When, a decade ago, I was a graduate student toiling away on my dissertation, I could not have imagined that Justice Clarence Thomas would one day devote a lengthy footnote in a Supreme Court opinion to arguing why my obscure historical research was wrong. But that is what happened in the court’s recent decision in Haaland v. Brackeen. By a 7–2 vote, the court upheld the Indian Child Welfare Act (ICWA)—a critical federal law that provides procedural protections for Native children when their parents are unable to care for them—against a long-standing campaign begun by right-wing think tanks to overturn it.

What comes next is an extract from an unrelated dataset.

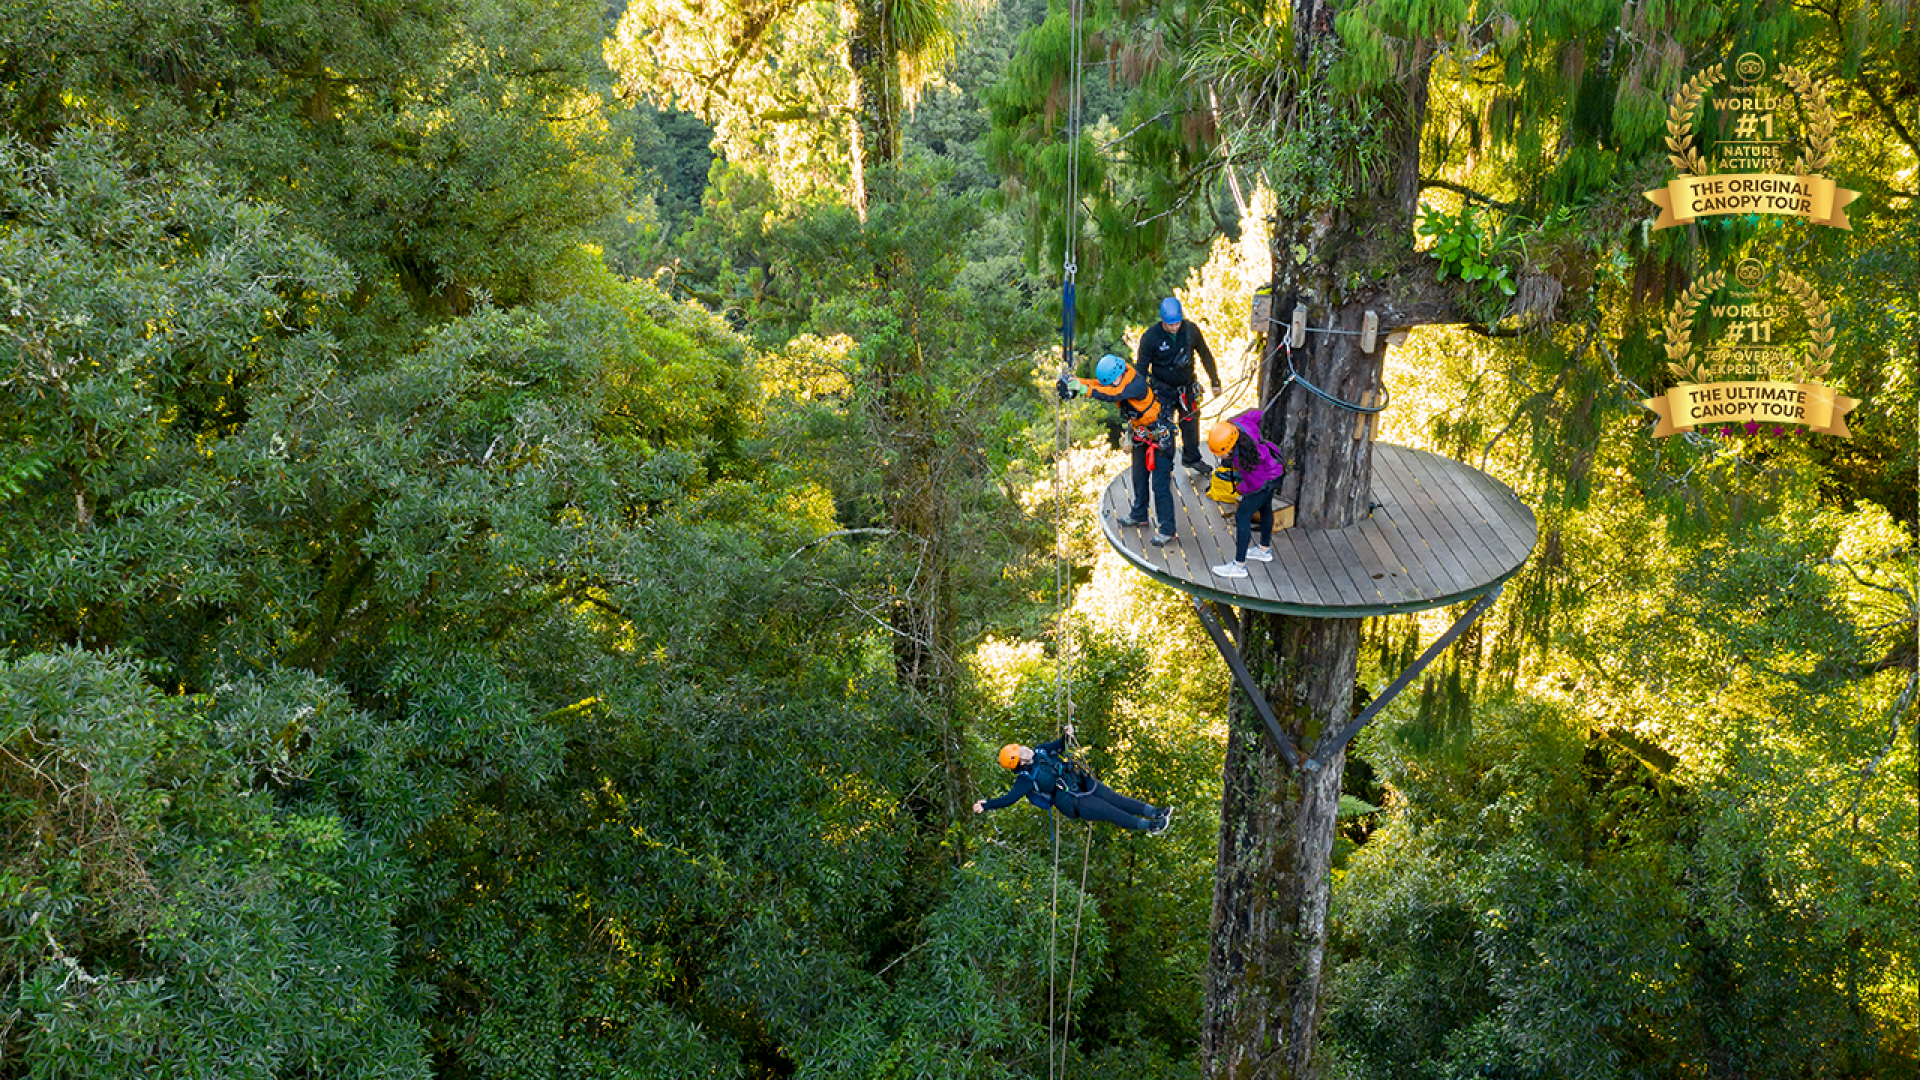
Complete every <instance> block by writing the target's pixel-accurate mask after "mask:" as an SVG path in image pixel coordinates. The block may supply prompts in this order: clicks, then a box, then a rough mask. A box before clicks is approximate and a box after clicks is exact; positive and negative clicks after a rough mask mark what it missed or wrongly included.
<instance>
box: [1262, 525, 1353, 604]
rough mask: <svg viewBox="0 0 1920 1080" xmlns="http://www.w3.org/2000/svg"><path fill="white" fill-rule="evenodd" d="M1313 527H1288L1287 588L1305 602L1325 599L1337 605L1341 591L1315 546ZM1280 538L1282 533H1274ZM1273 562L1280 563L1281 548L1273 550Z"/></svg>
mask: <svg viewBox="0 0 1920 1080" xmlns="http://www.w3.org/2000/svg"><path fill="white" fill-rule="evenodd" d="M1311 538H1313V530H1309V528H1288V530H1286V584H1288V590H1290V592H1292V594H1294V596H1298V598H1300V600H1302V603H1323V605H1338V603H1340V594H1338V592H1336V590H1334V588H1332V582H1331V580H1329V573H1327V567H1325V565H1323V563H1321V555H1319V552H1315V550H1313V540H1311ZM1275 540H1279V534H1275ZM1273 565H1275V567H1279V565H1281V550H1279V546H1275V550H1273ZM1269 578H1273V580H1275V586H1279V575H1277V573H1269Z"/></svg>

Unfortunately, Brackeen doesn’t fully end that campaign against ICWA, which has been going on longer than I’ve been an academic. The conservative organizations behind the case have already pledged to find new plaintiffs to bring the equal protection claims that the court avoided on standing grounds—litigation that Justice Brett Kavanaugh’s (lone) concurrence invites. But Brackeen is still a hugely significant, and critical, victory. The Brackeens and Texas brought a laundry list of constitutional challenges to the law, and many of them succeeded in the 5th U.S. Circuit Court of Appeals. But this very conservative Supreme Court flatly and decisively rejected those claims. That’s a big win.
My involvement in the case stems from my work as a historian of the legal relationship between the United States and Native nations—what was known as “Indian affairs.” Back in 2015, while still a student, I wrote an article on the constitutional history of federal authority in this area. In it, I critiqued Justice Thomas’ musings in his 2013 concurrence in Adoptive Couple v. Baby Girl that ICWA exceeded the original understanding of congressional power. I wrote that article for a simple reason: After several years digging into the archival materials for another project, I knew that Thomas’ opinion rested on a law review article by Robert Natelson that had glaring, objective errors in evidence. It seemed important to me to try to set the historical record straight as best I could.
Years later, Brackeen ended up turning partly on this historical question. As Slate has traced, the lead-up to the case featured the bizarre experience of having Natelson respond to my scholarly critique of his article by labeling me “shyster-like” and launching an all-out (and, at least to my mind, surprisingly easily disproven) assault against me. And in Brackeen, Justice Neil Gorsuch’s lengthy concurrence and Thomas’ equally lengthy dissent recapitulated this kerfuffle (without the ad hominem attacks, fortunately). In a sense, their debate was an originalist battle over the proper interpretation of the historical evidence.
I can’t claim to be an impartial observer here, since Gorsuch relied on my work and amicus brief—as well as the work of other important scholars like Matthew Fletcher, Wenona Singel, Michalyn Steele, Robert Clinton, Christopher Green, and a historians’ amicus brief authored largely by Maggie Blackhawk—to rebut Thomas. But this battle left me with two broader thoughts—one about Thomas’ dissent, one on Gorsuch’s concurrence.
First, on Thomas: I don’t need to add the latest critique on how originalism is often results-oriented, but I do think his dissent offers an interesting reflection on how it functions in practice. Originalism rests on the premise that, properly interpreted, history can sometimes offer objective and correct answers to legal questions. And, although I am at best agnostic on originalism as a constitutional theory, my article, and my work more generally, attempted to take that premise seriously. I have spent years immersed in the relevant sources, and written extensively on the historical question at issue; I have professional historical training; and I spoke directly to the kinds of legal questions that lawyers often complain that historians don’t care about.
None of this means that I’m necessarily right. What it does mean is that I have done the work. Even for originalist inquiries—like, say, the meaning of “commerce”—history is not the same as law; there is not some carefully cabined, narrow set of relevant sources. Mastering historical materials requires years of labor. And so it is not exactly comforting to see that, over the past few months, Justice Thomas seemingly dispatched his law clerks to do some full-text searches and then cut and pasted the results. (Perhaps most galling were Thomas’ multiple citations to sources that I am 99 percent certain were surfaced through my research.) The resulting dissent mostly just doubled down on the conclusions Thomas had reached 10 years ago, including citing Natelson, while almost willfully pretending that the very substantial contrary evidence referenced by Gorsuch simply did not exist. If we’re going to be originalists, you’d hope that decisions dramatically altering current law would rest on a sturdier footing.